I do like it for several reasons.
1) If I am waiting for a really important call, and am on the phone, I can jump off. This means less potential for phone-tag on an issue that I need to resolve. Usually I will let person #1 know "Hey, I'm waiting for the doctor to call so if I jump off the call I'll get back to you". This should be sufficient warning for most people and doesn't leave them thinking you're a jerk, or incontinent, if you suddenly burst out "GOTTAGO!!", and also you get to find out you don't have the clap or something like that and can move on with your life. I also use the pre-call-cut-short notice when I am approaching a tunnel. Yes. While talking in the car. Lovely.
2) If I am the caller, and the callee is on the other line, the ring sounds different. This is when I hang up the phone (at least when I am calling a cell phone, which I usually am). 99.9% of the time the person I was calling saw my name pop up during their other conversation and will return my call. No one is unduly interrupted and all necessary conversations take place. Beautiful.

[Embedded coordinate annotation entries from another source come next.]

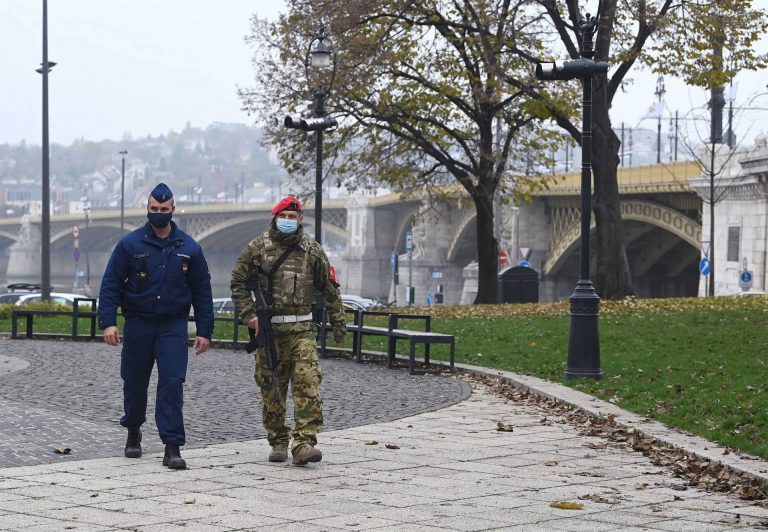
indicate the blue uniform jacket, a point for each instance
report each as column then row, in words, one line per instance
column 153, row 279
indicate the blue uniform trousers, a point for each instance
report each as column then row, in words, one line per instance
column 145, row 341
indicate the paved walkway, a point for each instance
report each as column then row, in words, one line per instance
column 446, row 469
column 56, row 394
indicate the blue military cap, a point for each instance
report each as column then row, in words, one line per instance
column 161, row 193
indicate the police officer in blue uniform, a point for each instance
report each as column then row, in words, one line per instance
column 155, row 274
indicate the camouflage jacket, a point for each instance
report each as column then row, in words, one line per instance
column 293, row 284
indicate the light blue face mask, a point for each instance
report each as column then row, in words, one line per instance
column 286, row 226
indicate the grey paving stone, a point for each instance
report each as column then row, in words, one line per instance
column 66, row 407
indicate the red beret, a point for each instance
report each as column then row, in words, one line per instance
column 288, row 203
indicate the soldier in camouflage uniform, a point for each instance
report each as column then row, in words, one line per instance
column 304, row 269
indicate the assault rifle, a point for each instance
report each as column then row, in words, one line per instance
column 263, row 337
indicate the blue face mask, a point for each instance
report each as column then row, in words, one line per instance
column 286, row 226
column 159, row 219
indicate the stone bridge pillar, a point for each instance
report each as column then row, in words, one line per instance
column 429, row 266
column 24, row 255
column 364, row 267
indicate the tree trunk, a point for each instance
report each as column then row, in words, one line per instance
column 487, row 251
column 612, row 276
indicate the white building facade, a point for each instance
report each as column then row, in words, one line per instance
column 739, row 186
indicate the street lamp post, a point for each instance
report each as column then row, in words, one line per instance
column 659, row 92
column 320, row 55
column 45, row 251
column 123, row 153
column 87, row 242
column 583, row 340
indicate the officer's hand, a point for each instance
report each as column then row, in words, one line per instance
column 112, row 335
column 201, row 345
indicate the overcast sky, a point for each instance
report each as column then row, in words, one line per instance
column 149, row 66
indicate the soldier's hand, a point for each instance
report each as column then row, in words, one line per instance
column 112, row 336
column 201, row 345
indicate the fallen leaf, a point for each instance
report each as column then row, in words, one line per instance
column 591, row 474
column 598, row 498
column 731, row 520
column 566, row 505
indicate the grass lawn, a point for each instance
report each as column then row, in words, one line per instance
column 696, row 364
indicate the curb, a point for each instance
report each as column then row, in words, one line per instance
column 690, row 443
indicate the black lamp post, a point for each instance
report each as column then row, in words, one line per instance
column 659, row 92
column 87, row 241
column 320, row 55
column 583, row 340
column 123, row 153
column 45, row 251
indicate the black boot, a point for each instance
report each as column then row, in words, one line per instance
column 133, row 443
column 173, row 458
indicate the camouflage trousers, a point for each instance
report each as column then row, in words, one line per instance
column 297, row 364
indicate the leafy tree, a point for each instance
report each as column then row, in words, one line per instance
column 428, row 92
column 704, row 42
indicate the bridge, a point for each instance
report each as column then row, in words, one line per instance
column 661, row 206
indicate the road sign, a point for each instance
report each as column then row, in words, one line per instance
column 704, row 266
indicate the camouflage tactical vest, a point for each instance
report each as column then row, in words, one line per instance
column 293, row 282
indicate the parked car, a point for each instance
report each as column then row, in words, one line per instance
column 61, row 298
column 358, row 302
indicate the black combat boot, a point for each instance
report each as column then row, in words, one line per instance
column 173, row 458
column 133, row 443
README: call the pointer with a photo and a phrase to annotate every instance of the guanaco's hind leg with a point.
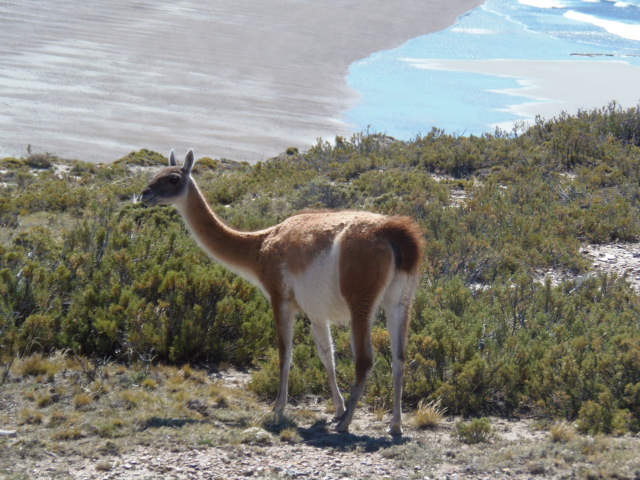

3) If I am stuck on a call with my father, who drives me fucking insane and with whom I try to avoid conversations at all costs, and another call is coming in I can say "Oh crap, work is calling, I gotta go!!". Even if it's just the hair salon reminding me of my appointment tomorrow. The economy is tough; if "work is calling" you can't fuck with that. I'm not too worried about being rude here because most likely I'm ready to kill him anyway. Sweet.
So, given all those things I appreciate about call waiting there are a few negatives that drive me. Effing. Nuts.
1) Typically only older people do this. Usually moms (not mine!!) or grandmothers or mothers-in-law (no hate, just a fact). You call them and they're on the other line and before you can hang up they switch over, almost out of breath with the excitement of it all, and instantly declare "I'M ON THE OTHER LINE - I HAVE TO CALL YOU BACK!!!". Or my mom's personal favorite "I'M AT STOP AND SHOP CHECKING OUT!!!!! I HAVE TO CALL YOU BACK!!!!" Then they immediately drop you. You're left a bit flustered because their anxiety about dealing with this technology permeates through the phone. You are also a bit baffled by the behavior, as it makes very little sense.
1b) It slows down their conversation with the other person, as they have to squint at the phone whilst holding it 5 feet from their face, then try to find the flash button (on house phones, because they wouldn't figure out to press "Send" on the mobile to pick up the other call), then they have to frantically tell you they'll call you back, then they have to find flash again. This whole process can take at least 60 seconds, which, if you're sitting there as Phone Vic #1, seems like a really long time.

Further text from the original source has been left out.